Außerdem finden sich weitere Einträge über Juden aus dem Lodzer Ghetto, die sich zeitweise in Reppen aufgehalten haben sollen. Wahrscheinlich hängt dieser Umstand mit einem besonderen Kapitel der neueren deutschen Geschichte zusammen, der bislang weniger im Fokus stand. Ende 1940 begann das NS-Regime nach mehr als einem Jahr Planung mit dem Bau einer Reichsautobahn von Frankfurt (Oder) über Posen nach Lodz. Da hierfür keine deutschen Arbeiter mehr eingesetzt werden konnten, griffen die Planer massenhaft auf Zwangsarbeiter zurück, die sich aus ausländischen Kriegsgefangenen sowie aus Juden des Ghettos in Lodz und aus „Provinz-Ghettos“ des Warthegaus zusammensetzten. In die auf 37 Standorte an der zu bauenden Strecke verteilten Arbeitslager wurden zwischen 12.000 und 20.000 Menschen deportiert. Zwei dieser Lager befanden sich bei Reppen. Unter schwersten Bedingungen lebten und arbeiteten hier bis zum Sommer 1943 jeweils ca. 200 bzw. 360 jüdische Zwangsarbeiter; sehr viele starben. Begraben wurden sie mit hoher Wahrscheinlichkeit auf dem Friedhof der Jüdischen Gemeinde von Reppen in Massengräbern. Ende 1942 wurde der Autobahnbau aufgrund der Kriegsentwicklung eingestellt; die Arbeitslager löste man jedoch erst im August 1943 auf und deportierte die noch Lebenden nach Auschwitz.

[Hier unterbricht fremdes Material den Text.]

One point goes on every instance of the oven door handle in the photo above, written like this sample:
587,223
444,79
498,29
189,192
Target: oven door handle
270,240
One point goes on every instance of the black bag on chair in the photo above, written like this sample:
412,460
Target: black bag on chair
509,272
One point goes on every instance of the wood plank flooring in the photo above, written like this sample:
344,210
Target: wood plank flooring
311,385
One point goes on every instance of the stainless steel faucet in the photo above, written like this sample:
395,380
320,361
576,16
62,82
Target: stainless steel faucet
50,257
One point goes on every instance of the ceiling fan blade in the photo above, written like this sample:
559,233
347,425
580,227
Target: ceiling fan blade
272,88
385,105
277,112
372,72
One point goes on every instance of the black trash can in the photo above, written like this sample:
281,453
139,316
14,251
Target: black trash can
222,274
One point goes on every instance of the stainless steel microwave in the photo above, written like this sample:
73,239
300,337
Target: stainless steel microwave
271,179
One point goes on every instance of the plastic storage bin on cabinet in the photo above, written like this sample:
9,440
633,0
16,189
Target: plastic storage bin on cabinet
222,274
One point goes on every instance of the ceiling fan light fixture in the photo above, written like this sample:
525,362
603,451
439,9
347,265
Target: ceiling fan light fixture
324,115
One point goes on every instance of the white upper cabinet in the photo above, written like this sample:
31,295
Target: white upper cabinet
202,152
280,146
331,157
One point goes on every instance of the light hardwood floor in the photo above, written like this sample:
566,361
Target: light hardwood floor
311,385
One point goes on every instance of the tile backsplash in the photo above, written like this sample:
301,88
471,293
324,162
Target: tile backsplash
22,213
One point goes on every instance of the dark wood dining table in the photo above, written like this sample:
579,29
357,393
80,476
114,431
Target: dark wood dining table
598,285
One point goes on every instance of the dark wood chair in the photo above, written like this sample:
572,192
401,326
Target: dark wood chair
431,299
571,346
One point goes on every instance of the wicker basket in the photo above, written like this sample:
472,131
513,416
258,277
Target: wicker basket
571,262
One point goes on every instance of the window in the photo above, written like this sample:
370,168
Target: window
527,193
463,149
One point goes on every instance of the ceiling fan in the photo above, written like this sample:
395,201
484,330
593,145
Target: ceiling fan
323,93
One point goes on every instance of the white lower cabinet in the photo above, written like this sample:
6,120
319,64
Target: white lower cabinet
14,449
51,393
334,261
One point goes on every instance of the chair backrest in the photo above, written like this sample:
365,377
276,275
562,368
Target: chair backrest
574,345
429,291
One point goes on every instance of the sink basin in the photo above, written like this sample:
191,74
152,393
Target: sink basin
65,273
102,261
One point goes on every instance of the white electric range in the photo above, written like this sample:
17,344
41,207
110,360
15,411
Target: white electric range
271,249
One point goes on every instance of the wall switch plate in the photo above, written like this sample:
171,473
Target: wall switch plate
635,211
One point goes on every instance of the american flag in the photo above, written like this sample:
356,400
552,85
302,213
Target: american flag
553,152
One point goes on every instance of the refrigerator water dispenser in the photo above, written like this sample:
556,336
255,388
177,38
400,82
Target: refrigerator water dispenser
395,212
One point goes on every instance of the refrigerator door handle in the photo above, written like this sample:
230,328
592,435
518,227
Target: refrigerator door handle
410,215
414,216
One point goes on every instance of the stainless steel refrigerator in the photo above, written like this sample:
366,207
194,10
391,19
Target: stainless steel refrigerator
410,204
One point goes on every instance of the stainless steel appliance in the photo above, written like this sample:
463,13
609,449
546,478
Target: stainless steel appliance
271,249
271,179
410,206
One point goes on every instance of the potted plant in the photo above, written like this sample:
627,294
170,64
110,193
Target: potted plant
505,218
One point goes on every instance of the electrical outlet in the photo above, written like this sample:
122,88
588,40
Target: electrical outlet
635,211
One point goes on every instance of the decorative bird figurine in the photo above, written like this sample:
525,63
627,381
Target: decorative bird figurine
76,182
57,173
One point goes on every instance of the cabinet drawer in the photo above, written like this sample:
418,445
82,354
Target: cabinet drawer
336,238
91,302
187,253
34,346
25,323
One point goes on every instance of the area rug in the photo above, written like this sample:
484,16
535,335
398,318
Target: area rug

Nach 1945 gab es in Rzepin, wie die Stadt seit ihrer Zugehörigkeit zur Republik Polen hieß, keine Juden mehr. Jedoch erinnerten sich Zeitzeugen an den Ort des Friedhofes. Am 9. Mai 1985 weihte man im Stadtzentrum von Rzepin einen Gedenkstein in Erinnerung an die ermordeten Zwangsarbeiter des Ortes, ohne jedoch auf ihre jüdische Herkunft und den Autobahnbau hinzuweisen.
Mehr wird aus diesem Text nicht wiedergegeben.